Type: Bug Priority: Major - P3
Reporter: David Storch Assignee: David Storch
Resolution: Done Votes: 0
Labels: None
Remaining Estimate: Not Specified
Time Spent: Not Specified
Original Estimate: Not Specified

Backwards Compatibility: Fully Compatible
Operating System: ALL
Sprint: Query 2017-05-08
Participants:

 Description   

There are several events which can cause all active query plan executors to be marked as killed:

  • Collection drop.
  • Database drop.
  • Index drop.
  • Capped collection truncation.

Generally, these events involve the acquisition of a MODE_X lock on the collection, which means that any active queries must have yielded all locks. After obtaining exclusive access to the collection, we iterate the list of registered PlanExecutors and mark them as killed:

https://github.com/mongodb/mongo/blob/r3.5.4/src/mongo/db/catalog/cursor_manager.cpp#L333-L339

This writes to PlanExecutor::_killReason. Whenever a PlanExecutor is used, it first consults PlanExecutor::_killReason. If the kill reason is set, an error is propagated to the caller. This means that the client will receive the appropriate error if, for example, the query's collection is dropped during its execution.

The path for capped collection truncation, however, only requires a MODE_IX lock:

https://github.com/mongodb/mongo/blob/r3.5.4/src/mongo/db/catalog/collection.cpp#L923

This means that the thread calling Collection::cappedTruncateAfter() can be writing to PlanExecutor::_killReason at the same time that the PlanExecutor is reading it!



 Comments   
Comment by Githook User [ 18/Apr/17 ]

Author:

{u'username': u'dstorch', u'name': u'David Storch', u'email': u'david.storch@10gen.com'}

Message: SERVER-28579 require MODE_X collection lock in Collection::cappedTruncateAfter()
Branch: master
https://github.com/mongodb/mongo/commit/f221a2484586fd49a18e2774b0ff5d6413b535e6

Comment by David Storch [ 14/Apr/17 ]

It looks like the only callers are already holding at least a MODE_X lock on the collection being truncated. Therefore, Milkie's assessment that the bug is not impactful sounds correct. It also means that we can strengthen the contract for Collection::cappedTruncateAfter() to require that callers hold the collection lock in at least MODE_X.

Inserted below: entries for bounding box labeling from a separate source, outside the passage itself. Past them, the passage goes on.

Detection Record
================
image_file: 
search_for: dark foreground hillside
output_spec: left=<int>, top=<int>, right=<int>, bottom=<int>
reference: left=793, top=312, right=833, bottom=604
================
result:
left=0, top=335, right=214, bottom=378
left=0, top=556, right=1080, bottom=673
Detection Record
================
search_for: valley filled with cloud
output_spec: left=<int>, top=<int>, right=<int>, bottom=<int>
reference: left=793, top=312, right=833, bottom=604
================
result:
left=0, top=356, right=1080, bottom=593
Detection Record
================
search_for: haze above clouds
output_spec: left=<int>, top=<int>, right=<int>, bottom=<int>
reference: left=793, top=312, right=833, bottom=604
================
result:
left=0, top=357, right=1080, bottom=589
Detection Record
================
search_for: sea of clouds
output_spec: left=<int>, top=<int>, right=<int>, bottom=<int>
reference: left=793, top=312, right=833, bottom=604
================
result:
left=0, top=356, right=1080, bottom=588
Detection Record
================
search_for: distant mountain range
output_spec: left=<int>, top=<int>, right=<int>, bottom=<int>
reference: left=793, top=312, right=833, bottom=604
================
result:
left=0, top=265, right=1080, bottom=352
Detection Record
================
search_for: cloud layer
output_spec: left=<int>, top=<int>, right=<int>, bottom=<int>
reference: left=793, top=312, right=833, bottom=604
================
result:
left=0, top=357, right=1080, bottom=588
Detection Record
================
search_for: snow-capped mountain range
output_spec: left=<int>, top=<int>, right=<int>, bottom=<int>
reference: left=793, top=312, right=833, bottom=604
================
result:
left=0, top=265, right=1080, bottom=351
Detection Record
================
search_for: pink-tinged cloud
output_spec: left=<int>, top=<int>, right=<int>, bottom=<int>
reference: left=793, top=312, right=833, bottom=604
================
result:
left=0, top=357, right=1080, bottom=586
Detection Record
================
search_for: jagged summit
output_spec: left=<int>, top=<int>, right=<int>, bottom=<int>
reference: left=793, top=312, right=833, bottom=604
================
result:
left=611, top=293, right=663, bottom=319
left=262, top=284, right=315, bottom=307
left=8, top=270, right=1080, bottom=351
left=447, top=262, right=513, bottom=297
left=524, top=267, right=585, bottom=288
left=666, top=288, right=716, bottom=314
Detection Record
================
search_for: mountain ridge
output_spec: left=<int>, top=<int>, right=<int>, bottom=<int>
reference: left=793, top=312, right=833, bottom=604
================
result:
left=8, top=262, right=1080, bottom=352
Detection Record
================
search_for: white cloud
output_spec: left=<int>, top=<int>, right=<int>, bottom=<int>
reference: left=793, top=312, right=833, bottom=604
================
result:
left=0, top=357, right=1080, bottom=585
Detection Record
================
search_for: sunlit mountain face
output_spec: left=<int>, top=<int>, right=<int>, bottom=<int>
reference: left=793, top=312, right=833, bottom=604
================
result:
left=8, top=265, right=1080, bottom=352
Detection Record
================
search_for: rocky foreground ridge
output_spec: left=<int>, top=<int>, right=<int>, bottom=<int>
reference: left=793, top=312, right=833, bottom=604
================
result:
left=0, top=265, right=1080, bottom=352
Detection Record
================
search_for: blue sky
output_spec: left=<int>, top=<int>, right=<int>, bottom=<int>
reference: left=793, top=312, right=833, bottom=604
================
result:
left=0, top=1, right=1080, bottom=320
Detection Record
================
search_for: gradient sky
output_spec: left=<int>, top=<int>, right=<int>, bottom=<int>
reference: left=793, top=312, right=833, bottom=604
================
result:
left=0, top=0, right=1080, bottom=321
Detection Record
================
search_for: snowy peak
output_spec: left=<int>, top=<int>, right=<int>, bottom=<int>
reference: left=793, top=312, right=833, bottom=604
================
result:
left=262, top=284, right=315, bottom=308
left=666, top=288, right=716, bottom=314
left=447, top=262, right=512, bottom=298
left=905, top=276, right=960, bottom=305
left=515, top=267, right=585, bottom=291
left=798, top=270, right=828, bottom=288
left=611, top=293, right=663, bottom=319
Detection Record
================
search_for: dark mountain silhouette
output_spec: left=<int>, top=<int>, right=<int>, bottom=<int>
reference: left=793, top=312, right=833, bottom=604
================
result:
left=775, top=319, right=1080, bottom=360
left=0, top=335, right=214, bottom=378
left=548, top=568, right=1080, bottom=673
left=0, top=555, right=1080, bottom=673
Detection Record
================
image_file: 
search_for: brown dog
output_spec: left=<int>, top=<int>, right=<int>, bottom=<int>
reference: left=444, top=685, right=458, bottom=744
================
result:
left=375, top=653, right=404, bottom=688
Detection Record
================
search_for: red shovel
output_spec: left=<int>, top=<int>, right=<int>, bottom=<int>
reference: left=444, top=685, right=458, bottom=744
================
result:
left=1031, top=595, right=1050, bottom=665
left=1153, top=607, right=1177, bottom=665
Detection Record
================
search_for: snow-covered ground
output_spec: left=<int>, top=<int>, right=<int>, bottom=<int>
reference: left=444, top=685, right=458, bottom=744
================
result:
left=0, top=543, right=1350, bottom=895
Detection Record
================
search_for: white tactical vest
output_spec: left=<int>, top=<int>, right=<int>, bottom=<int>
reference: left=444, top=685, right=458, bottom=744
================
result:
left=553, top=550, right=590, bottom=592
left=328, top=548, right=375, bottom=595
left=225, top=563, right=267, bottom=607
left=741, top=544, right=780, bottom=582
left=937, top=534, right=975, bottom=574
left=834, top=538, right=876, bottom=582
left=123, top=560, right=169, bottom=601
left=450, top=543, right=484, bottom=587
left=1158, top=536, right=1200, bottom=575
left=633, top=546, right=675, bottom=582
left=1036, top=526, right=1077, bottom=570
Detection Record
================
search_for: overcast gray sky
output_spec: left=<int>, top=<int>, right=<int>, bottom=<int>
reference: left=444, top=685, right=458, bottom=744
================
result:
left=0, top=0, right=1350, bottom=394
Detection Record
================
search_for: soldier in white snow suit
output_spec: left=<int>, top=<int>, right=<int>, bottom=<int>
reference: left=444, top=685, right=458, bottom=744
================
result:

Comment by Eric Milkie [ 01/Apr/17 ]

Is it correct that we only call cappedTruncateAfter() as part of rollback? If so, there can be no readers of the oplog collection when this happens, so at least the current scope of this bug is not impactful.

Generated at Thu Feb 08 04:18:31 UTC 2024 using Jira 9.7.1#970001-sha1:2222b88b221c4928ef0de3161136cc90c8356a66.